Sev Zero review: Amazon's first Fire TV exclusive tested
Amazon's first big exclusive game for Fire TV is Sev Zero, which combines tower defense strategy with a third-person shooter.
Players start with an overhead view of the map, where they decide which fixed locations to place towers onto. Once ready, aliens start invading and players are dropped into the battlefield, having to blast away any alien creatures before they can make their way through the maze to the power core. You'll get some down time to upgrade and place new towers in-between waves, and will earn a cash bonus if you start the new wave before a timer runs out.
The weapons are rather standard fare, with the game starting off with a shotgun, sniper rifle, and machine gun. Of course, you can unlock new upgrades for them as you progress. Using a weapon levels it up, increasing its damage capabilities, and unlocks attachments. Attachments change the secondary fire for your gun, and you can have more than one equipped to switch between. These include upgrades like sticky turrets that independently target and shoot enemies, and Airstrike, which calls a missile strike down from your orbiting ship. The upgrades themselves can be leveled up from use, making them more powerful. Attachments keep the weapons from getting boring, but we wish that the loadout screen offered a more in-depth description, instead of having players figure out their capabilities and limitations on the battlefield.
Creatures in Sev Zero are pretty smart compared to what you'd normally find in a tower defense game. Once you're spotted, they'll stop their forward procession to attack you. Groups of them will try to surround you, forcing you quickly dodge teleport around the field. Larger aliens will cover their eyes, which ends up looking kind of funny, but it effectively shields their weak points from you. Some enemies will attack your defense towers directly instead of making a mindless run for the power core.
Continually switching from the field to the overhead screen, and beaming back on to the map takes a little getting used to. Oftentimes, it feels like we were snapped out of the action to do some quick maintenance before getting thrown back in. It can also be a little annoying when the system tells you that a turret is being damaged somewhere on the map while you're busy shooting an alien twice your size. It would be better if there were some sort of location identifier, so the player has some idea of how far away it is--especially if a turret is in critical condition and needs immediate attention.
Having a second player with a Kindle Fire will enable Dual Mode. By downloading the Sev Zero: Air Support app, friends can help out by using the tablet to fire missiles, freeze enemies, or drop traps. This unique brand of cooperative play emphasizes teamwork, as the tablet player focuses on support and ultimately working to supercharge the main player. It might not be as exciting as joining in the game as a second soldier, but it's a fun feature if you happen to have both the Fire TV and Kindle Fire.
Sev Zero gives us an idea of the gaming capabilities of the Fire TV box, and the launch game looks like it could have been released for the original Xbox.

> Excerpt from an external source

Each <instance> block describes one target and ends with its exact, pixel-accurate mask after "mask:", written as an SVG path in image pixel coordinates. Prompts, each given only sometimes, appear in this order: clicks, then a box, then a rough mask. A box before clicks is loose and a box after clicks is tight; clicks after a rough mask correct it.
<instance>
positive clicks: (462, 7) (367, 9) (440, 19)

However, the production values leave a little to be desired. Mission debriefs are underwhelming, comprised of scrolling text with no voiceover. Maps also come off as a bit plain and drab. Any one part of the map looks almost identical to any other. Fortunately, the gameplay is fast enough so that you don't spend a lot of time checking out the background.

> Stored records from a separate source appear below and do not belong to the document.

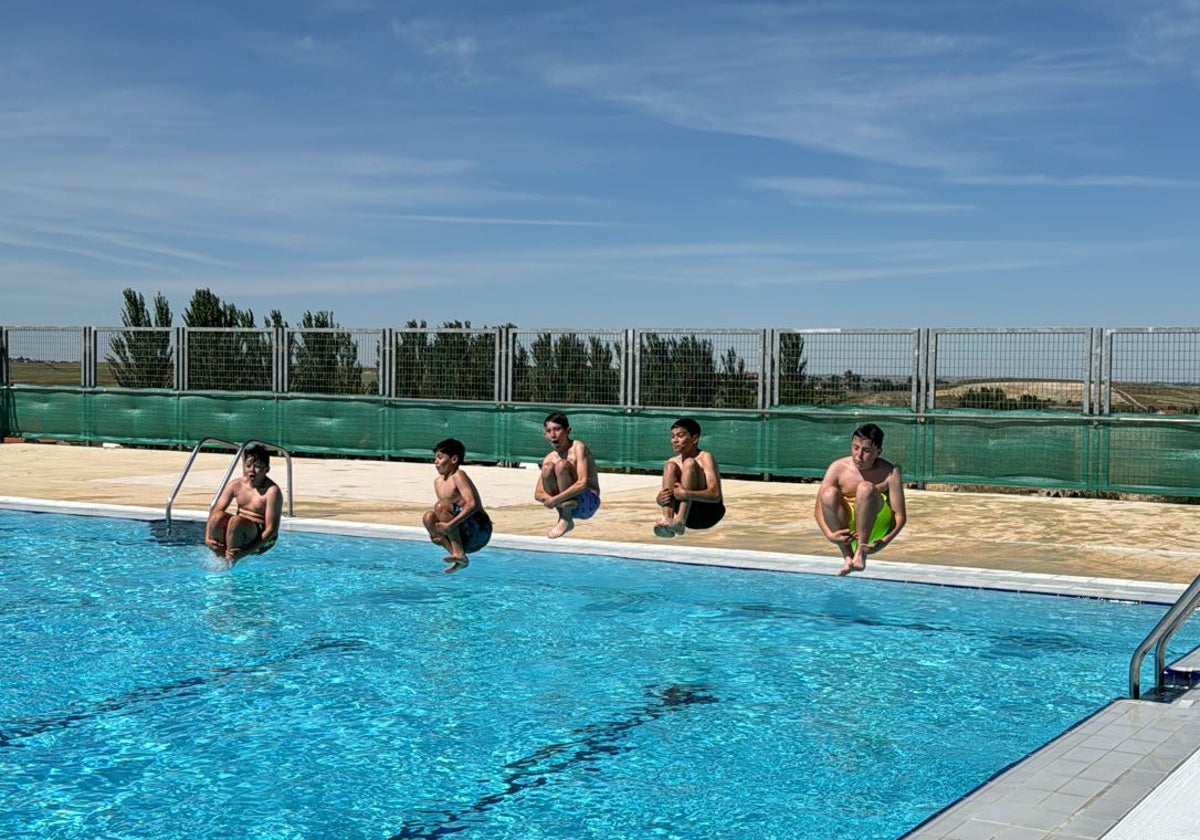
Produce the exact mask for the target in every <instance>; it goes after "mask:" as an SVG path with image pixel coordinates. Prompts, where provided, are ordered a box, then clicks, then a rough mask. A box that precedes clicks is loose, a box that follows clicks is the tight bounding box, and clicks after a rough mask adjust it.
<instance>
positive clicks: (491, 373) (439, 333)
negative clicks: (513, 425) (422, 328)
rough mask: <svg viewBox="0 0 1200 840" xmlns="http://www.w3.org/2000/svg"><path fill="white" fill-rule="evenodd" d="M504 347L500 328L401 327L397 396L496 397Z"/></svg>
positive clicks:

Although Sev Zero can be sufficiently challenging and exciting, it doesn't offer much that can't be found elsewhere. The fixed tower positions limit the game's strategic flexibility. And while the action portion is entertaining, it simply doesn't have much personality. The story isn't particularly engaging as well. What we end up with is a game that's fun for a while, but very easy to put down.
While Sev Zero doesn't have the originality or production to be regarded as a system seller, it's unquestionably a novel effort from Amazon Game Studios, and suffices in its role as "launch game." 
The visuals are akin to the original Xbox
This review is based on a copy purchased by the reviewer. Sev Zero is now available on Amazon.